A regular replay buffer which stores transition without any additional structure

Parameters
  • max_size – the maximum number of transitions or episodes to hold in the memory

  • allow_duplicates_in_batch_sampling – allow having the same transition multiple times in a batch

PrioritizedExperienceReplay

class rl_coach.memories.non_episodic.PrioritizedExperienceReplay(max_size: Tuple[rl_coach.memories.memory.MemoryGranularity, int], alpha: float = 0.6, beta: rl_coach.schedules.Schedule = <rl_coach.schedules.ConstantSchedule object>, epsilon: float = 1e-06, allow_duplicates_in_batch_sampling: bool = True)[source]

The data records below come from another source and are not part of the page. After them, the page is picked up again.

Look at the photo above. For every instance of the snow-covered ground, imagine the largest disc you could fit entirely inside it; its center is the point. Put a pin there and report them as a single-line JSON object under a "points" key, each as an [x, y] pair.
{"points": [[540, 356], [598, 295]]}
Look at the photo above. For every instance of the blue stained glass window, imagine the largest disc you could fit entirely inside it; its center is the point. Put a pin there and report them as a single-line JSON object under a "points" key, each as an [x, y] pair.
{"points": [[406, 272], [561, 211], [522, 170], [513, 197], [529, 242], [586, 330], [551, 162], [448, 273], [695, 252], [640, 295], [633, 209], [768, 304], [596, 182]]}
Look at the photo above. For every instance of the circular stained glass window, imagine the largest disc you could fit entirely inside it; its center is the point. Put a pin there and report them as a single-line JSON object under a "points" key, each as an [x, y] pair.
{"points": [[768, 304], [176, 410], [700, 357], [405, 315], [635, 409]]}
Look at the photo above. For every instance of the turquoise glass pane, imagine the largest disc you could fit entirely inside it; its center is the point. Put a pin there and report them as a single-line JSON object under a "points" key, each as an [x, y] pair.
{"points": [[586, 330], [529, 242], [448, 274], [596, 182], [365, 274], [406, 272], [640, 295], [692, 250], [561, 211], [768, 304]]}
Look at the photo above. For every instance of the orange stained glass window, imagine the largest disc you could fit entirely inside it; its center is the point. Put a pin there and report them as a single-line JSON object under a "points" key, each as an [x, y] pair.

This is the proportional sampling variant of the prioritized experience replay as described in https://arxiv.org/pdf/1511.05952.pdf.

Parameters
  • max_size – the maximum number of transitions or episodes to hold in the memory

  • alpha – the alpha prioritization coefficient

  • beta – the beta parameter used for importance sampling

  • epsilon – a small value added to the priority of each transition

  • allow_duplicates_in_batch_sampling – allow having the same transition multiple times in a batch

TransitionCollection

class rl_coach.memories.non_episodic.TransitionCollection[source]

Simple python implementation of transitions collection non-episodic memories are constructed on top of.